Frequently asked questions

What is the Arabic root √k-t-b and why is it the textbook example?

Three consonants k-t-b carry the abstract semantic core of writing. Slot them into different vowel templates and you get a whole derivational family: kataba (he wrote), yaktubu (he writes), kitaabun (book), kaatibun (writer), maktuubun (written), maktab (office, place of writing), maktaba (library), istaktaba (he caused to be written). Every literate Arab learner internalizes the template grid; lookup in classical Arabic dictionaries is by root, not surface form.

Is English ablaut (sing/sang/sung) nonconcatenative?

Yes — it is a smaller-scale instance of internal change. The morpheme of past tense modifies a vowel inside the root rather than appending an affix. English has roughly 200 such verbs (irregular strong verbs). In Semitic the same principle scales: vowel changes carry productive grammatical meaning across thousands of roots. English ablaut is residual; Semitic templatic morphology is the language's primary mechanism.

How did John McCarthy's autosegmental analysis change the field?
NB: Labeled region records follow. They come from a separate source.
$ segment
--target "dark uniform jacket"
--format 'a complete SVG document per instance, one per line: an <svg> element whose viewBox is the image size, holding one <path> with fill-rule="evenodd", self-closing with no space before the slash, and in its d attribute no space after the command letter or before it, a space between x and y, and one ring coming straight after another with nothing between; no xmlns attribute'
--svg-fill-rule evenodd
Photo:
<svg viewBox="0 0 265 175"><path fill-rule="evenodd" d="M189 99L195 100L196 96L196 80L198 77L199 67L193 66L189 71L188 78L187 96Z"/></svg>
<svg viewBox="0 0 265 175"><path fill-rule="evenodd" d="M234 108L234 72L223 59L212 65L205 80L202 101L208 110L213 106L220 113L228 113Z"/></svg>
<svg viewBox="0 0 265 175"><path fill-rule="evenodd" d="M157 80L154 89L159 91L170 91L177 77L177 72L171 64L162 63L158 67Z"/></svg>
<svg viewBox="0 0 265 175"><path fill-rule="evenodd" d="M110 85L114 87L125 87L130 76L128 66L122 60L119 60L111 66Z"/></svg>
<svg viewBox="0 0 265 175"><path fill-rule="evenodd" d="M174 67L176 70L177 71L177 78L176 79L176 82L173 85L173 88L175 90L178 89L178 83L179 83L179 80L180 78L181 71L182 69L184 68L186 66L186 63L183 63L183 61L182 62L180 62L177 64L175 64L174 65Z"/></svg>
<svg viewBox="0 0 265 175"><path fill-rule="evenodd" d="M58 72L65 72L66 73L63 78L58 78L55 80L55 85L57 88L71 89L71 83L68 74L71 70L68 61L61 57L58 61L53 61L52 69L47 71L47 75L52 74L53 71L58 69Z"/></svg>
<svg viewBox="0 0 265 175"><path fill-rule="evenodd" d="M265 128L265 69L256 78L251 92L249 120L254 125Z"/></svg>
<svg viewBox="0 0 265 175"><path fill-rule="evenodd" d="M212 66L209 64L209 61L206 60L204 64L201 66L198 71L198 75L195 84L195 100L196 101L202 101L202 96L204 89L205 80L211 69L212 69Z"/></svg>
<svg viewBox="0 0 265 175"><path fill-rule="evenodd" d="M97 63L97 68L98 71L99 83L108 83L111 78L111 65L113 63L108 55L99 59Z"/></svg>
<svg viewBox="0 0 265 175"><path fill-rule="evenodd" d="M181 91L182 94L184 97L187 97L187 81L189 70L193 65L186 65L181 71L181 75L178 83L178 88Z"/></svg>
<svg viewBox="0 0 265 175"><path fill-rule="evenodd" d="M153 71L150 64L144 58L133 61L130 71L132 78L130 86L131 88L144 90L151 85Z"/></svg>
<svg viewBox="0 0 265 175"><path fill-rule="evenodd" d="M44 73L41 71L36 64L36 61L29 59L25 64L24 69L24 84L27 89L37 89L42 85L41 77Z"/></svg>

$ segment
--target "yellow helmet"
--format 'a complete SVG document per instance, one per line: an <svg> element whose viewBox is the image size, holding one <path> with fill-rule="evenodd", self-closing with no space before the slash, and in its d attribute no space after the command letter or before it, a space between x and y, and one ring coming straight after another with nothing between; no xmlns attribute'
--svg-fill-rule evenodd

McCarthy's 1979 MIT dissertation argued the consonantal root and the vowel melody live on separate phonological tiers, associated by independent rules to a CV skeleton. This dissolved the puzzle of how three discontinuous consonants form a morpheme — they don't, on the surface, but they do underlyingly. The model launched modern templatic morphology and influenced prosodic morphology, reduplication theory, and Optimality Theory.
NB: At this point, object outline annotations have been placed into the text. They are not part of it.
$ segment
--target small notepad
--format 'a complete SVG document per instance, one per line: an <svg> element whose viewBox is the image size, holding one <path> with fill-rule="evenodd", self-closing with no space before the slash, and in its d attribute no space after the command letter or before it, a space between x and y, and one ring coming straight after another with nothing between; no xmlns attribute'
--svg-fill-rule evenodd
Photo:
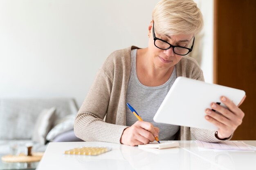
<svg viewBox="0 0 256 170"><path fill-rule="evenodd" d="M154 142L145 145L139 145L138 146L139 148L147 148L161 149L177 147L179 146L179 143L177 142L167 142L162 143L158 143Z"/></svg>

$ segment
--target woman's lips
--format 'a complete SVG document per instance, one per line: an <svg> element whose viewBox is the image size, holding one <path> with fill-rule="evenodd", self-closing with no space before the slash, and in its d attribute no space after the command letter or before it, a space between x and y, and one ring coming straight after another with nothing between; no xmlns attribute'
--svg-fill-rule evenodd
<svg viewBox="0 0 256 170"><path fill-rule="evenodd" d="M164 59L161 57L160 57L160 56L158 56L158 57L159 57L159 58L160 58L160 59L161 60L161 61L162 61L163 63L168 63L171 61L172 61L171 60L167 60Z"/></svg>

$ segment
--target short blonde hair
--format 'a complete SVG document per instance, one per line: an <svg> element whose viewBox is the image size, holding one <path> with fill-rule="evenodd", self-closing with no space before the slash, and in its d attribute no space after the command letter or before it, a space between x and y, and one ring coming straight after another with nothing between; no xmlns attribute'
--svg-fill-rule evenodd
<svg viewBox="0 0 256 170"><path fill-rule="evenodd" d="M202 15L193 0L162 0L152 12L160 34L196 35L203 26Z"/></svg>

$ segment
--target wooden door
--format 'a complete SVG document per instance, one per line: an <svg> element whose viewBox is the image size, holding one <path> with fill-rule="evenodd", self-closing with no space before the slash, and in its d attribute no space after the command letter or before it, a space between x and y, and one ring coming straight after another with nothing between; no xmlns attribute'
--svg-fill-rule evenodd
<svg viewBox="0 0 256 170"><path fill-rule="evenodd" d="M256 1L215 0L214 82L245 91L232 140L256 140Z"/></svg>

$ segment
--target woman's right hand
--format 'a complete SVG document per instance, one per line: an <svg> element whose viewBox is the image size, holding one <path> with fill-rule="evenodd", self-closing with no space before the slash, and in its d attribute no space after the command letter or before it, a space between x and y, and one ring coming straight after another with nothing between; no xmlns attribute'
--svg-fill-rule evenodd
<svg viewBox="0 0 256 170"><path fill-rule="evenodd" d="M147 144L153 142L159 132L159 129L151 123L138 121L124 130L120 141L122 144L131 146Z"/></svg>

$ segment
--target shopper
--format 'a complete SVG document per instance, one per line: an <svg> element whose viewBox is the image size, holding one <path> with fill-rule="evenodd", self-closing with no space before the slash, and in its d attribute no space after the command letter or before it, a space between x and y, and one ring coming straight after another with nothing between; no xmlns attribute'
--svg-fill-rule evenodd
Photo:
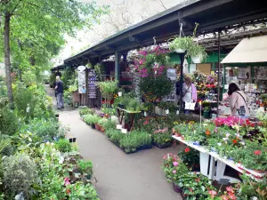
<svg viewBox="0 0 267 200"><path fill-rule="evenodd" d="M58 109L64 108L64 100L63 100L63 82L61 80L61 77L59 76L56 76L56 86L55 91L57 94L57 105Z"/></svg>
<svg viewBox="0 0 267 200"><path fill-rule="evenodd" d="M245 116L249 116L249 110L246 101L247 96L236 84L232 83L229 85L228 95L231 96L230 107L231 116L237 116L237 110L244 107L246 110Z"/></svg>
<svg viewBox="0 0 267 200"><path fill-rule="evenodd" d="M197 102L198 92L195 84L192 84L192 80L190 76L184 78L184 83L182 84L182 101L183 105L185 102ZM189 113L189 110L184 110L185 114Z"/></svg>

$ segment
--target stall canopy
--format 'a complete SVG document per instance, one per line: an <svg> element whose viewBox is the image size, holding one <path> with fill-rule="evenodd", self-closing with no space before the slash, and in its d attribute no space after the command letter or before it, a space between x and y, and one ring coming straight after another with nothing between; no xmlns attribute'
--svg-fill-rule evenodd
<svg viewBox="0 0 267 200"><path fill-rule="evenodd" d="M243 39L221 63L267 62L267 36Z"/></svg>

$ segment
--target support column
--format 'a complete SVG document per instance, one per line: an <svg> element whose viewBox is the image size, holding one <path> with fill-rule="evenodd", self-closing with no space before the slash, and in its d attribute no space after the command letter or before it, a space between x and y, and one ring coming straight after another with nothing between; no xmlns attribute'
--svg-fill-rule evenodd
<svg viewBox="0 0 267 200"><path fill-rule="evenodd" d="M218 31L218 91L217 91L217 117L219 116L220 87L221 87L221 30Z"/></svg>
<svg viewBox="0 0 267 200"><path fill-rule="evenodd" d="M121 53L117 51L115 52L115 80L119 81L119 63Z"/></svg>

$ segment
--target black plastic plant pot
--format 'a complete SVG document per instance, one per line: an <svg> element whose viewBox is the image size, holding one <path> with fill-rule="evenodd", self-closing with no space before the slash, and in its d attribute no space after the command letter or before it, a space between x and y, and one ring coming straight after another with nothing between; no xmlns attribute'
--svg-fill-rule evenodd
<svg viewBox="0 0 267 200"><path fill-rule="evenodd" d="M76 142L76 138L70 138L70 139L69 139L69 140L70 143Z"/></svg>

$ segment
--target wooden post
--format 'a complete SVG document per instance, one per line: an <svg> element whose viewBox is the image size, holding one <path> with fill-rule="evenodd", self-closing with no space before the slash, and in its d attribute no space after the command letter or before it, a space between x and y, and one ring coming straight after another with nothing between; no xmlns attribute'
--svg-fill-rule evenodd
<svg viewBox="0 0 267 200"><path fill-rule="evenodd" d="M117 51L115 52L115 80L119 81L119 63L121 53Z"/></svg>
Do non-Semitic languages have templatic morphology?

A few. Berber languages (Tamazight, Tashlhiyt) have templatic patterns. Cushitic languages (Somali, Oromo) show partial templates. Tagalog and other Philippine languages use infixation (-um-, -in-) and reduplication, which are nonconcatenative. Yawelmani and several Penutian languages use subtractive morphology. But the Semitic three-consonant root-and-pattern system is unusually elaborate, and most languages stick with prefix-and-suffix concatenation.
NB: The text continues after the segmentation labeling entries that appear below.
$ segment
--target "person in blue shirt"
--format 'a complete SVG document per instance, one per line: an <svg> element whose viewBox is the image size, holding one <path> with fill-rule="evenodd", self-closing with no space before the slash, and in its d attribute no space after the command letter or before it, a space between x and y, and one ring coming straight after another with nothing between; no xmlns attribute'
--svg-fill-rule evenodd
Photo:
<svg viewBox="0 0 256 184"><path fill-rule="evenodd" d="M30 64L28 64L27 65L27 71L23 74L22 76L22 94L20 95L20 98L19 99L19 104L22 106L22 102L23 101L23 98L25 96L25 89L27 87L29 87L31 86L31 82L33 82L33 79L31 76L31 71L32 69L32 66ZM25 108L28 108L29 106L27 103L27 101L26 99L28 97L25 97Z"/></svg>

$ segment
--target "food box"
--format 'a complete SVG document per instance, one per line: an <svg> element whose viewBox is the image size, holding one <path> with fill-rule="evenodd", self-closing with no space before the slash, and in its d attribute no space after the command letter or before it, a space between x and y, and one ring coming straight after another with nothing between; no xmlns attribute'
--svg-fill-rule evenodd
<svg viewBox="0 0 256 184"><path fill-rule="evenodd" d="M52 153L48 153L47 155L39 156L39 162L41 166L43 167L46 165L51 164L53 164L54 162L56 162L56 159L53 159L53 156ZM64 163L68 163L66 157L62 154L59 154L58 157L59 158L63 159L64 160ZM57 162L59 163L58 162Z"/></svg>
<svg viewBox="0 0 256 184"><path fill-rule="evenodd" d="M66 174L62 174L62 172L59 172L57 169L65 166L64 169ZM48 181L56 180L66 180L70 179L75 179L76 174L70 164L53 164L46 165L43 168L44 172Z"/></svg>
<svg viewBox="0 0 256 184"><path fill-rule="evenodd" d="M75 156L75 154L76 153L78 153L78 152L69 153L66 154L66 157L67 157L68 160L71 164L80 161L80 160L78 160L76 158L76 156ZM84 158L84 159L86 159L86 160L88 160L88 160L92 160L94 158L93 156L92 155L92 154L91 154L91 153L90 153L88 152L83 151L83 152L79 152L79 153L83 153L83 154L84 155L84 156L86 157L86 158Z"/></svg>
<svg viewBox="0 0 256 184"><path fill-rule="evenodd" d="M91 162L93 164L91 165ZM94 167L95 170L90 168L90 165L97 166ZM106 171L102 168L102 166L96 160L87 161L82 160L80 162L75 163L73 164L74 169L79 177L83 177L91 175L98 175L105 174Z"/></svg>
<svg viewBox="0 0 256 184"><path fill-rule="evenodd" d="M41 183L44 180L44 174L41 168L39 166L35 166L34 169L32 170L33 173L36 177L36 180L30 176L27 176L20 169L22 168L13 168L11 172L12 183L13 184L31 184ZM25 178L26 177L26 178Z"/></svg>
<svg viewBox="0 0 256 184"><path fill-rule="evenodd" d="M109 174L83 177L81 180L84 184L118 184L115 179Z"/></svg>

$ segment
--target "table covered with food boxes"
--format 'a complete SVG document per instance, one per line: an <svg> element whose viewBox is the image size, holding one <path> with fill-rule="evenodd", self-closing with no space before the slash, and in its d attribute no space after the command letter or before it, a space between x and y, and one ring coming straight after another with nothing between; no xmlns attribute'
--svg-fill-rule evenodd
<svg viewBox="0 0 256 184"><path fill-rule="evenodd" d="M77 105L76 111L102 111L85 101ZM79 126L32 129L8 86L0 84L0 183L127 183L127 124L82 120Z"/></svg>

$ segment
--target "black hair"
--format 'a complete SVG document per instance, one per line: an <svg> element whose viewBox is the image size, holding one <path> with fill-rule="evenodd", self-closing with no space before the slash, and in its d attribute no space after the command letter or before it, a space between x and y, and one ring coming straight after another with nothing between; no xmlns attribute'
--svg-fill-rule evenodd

Are Hebrew binyanim the same as Arabic forms?

Cognate but reorganized. Hebrew has seven binyanim (verbal patterns): pa'al, nif'al, pi'el, pu'al, hif'il, huf'al, hitpa'el. Arabic has ten classical Forms (I-X), each with a stem template, voice pattern, and meaning shift. Both descend from Proto-Semitic templatic morphology. Hebrew lost some forms and re-purposed others; Modern Hebrew also borrowed from Arabic and Aramaic. The general logic — root is meaning, template is grammar — is identical.

What is infixation and why is it nonconcatenative?

An infix is an affix inserted inside a root rather than at its edges. Tagalog sulat ("write") becomes sumulat ("wrote") with -um- infixed after the first consonant. English profanity exhibits expletive infixation: abso-bloody-lutely. Because the morpheme breaks into the middle of the host word, the result is not a simple chain — the operation is nonconcatenative.

Can statistical/neural models learn templatic morphology?

Modern neural systems handle Arabic and Hebrew morphology well after training on enough data, but they struggle without explicit root-and-pattern features in low-resource settings. Finite-state morphological analyzers like the Buckwalter Arabic Morphological Analyzer encode the templates explicitly and remain competitive. Compositional models that separate consonantal tier from vowel tier outperform plain transformers on cross-paradigm generalization.